Residence time distribution curves of chambers (1–effluent) for different experimental runs (A1 (5 hr–10 °C), A2 (5 hr–25 °C), A3 (5 hr–40 °C), B1 (10 hr–10 °C), B2 (10 hr–25 °C), B3 (10 hr–40 °C), C1 (20 hr–10 °C), C2 (20 hr–25 °C), C3 (20 hr–40 °C)).

Figure 2

Residence time distribution curves of chambers (1–effluent) for different experimental runs (A1 (5 hr–10 °C), A2 (5 hr–25 °C), A3 (5 hr–40 °C), B1 (10 hr–10 °C), B2 (10 hr–25 °C), B3 (10 hr–40 °C), C1 (20 hr–10 °C), C2 (20 hr–25 °C), C3 (20 hr–40 °C)).

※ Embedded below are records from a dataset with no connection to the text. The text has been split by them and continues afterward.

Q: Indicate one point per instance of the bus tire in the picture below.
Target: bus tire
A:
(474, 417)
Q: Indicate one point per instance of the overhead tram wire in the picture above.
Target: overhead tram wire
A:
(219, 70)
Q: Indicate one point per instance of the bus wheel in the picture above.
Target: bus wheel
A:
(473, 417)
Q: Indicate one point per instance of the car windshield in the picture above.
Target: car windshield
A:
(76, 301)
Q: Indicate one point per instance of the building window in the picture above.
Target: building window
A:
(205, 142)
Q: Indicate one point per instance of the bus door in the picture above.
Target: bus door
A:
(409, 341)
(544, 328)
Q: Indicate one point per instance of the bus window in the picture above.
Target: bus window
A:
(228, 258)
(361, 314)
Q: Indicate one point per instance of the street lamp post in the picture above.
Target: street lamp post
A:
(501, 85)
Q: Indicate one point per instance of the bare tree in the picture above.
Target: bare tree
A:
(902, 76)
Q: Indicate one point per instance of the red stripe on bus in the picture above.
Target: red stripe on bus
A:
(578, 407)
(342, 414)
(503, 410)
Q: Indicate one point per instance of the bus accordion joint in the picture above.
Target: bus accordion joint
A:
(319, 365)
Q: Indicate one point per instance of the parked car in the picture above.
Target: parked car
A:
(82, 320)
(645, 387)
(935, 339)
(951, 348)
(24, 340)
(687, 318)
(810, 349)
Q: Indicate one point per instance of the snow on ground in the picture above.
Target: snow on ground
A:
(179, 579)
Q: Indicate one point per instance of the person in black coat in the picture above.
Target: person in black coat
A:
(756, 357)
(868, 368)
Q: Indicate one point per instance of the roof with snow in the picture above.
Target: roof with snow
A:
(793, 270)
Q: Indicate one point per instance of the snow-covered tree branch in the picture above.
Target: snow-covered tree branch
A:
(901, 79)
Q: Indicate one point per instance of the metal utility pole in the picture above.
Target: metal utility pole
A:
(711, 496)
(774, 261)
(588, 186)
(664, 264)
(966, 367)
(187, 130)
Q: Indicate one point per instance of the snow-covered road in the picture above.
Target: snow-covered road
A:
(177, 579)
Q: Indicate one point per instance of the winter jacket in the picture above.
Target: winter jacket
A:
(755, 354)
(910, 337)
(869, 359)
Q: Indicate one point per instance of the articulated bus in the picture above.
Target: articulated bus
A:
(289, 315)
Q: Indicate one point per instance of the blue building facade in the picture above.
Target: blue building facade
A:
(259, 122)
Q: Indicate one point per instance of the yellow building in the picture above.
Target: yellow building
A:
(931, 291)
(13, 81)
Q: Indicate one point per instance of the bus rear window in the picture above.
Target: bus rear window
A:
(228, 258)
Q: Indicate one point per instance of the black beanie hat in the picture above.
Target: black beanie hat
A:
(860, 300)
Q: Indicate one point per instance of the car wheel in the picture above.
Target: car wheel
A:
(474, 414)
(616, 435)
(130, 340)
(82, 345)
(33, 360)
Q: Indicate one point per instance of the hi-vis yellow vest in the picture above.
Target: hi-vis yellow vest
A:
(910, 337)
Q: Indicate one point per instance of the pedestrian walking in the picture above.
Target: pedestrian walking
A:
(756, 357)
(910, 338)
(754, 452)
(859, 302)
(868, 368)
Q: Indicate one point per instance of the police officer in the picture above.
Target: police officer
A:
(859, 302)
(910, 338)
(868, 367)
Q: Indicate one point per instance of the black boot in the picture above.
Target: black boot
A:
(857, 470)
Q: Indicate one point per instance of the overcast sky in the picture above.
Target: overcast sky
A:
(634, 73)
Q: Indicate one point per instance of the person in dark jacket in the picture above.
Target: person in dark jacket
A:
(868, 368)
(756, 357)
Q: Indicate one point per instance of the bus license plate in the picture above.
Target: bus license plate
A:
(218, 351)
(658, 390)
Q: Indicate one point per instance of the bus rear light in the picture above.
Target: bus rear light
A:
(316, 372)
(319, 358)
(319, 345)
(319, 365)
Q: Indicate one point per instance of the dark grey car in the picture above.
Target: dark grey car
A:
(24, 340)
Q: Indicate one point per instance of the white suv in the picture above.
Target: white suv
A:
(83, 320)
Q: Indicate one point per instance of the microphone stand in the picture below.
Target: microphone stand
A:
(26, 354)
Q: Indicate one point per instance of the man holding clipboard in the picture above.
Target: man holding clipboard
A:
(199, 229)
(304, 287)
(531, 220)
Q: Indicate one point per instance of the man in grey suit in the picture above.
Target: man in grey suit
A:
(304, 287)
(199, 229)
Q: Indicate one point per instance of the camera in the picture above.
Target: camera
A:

Residence time distribution

The normalized concentrations of chloride ion Cl for all seven chambers and effluent were plotted against normalized time for different runs A1 to C3 (Figure 2). As shown in the figure, the RTD curve firstly rose and then dropped, forming one single peak for all chambers except the first chamber, which behaved as a CSTR. There were minor effects observed on the RTD curve for the different runs (A1 to C3) with 5 hr to 20 hr HRT, and 10 °C to 40 °C of influent temperature; however, the RTD curves significantly differed between the chambers. This indicates that the reactor hydrodynamic behaviour was primarily influenced by number of chambers of the reactor than by operating parameters (e.g. HRTs and/or influent temperature). Further analyses of the RTD curve showed that the peak normalized concentration (Cθ) gradually decreased from 2.01 ± 0.28 for chamber 1 to 0.81 ± 0.17 for effluent. The peak Cθ appeared at θɵ = 0.1 for chamber 1 and then gradually decreased at θɵ = 1 for effluent. This represents higher reactor dead space for chamber 1, which then gradually decreased for subsequent chambers. The results indicated similar finding as Thackston et al. (1987) and Sarathai et al. (2010) reported; further the peak Cθ curve moves towards the left from θɵ = 1, which indicates increasing of dead space.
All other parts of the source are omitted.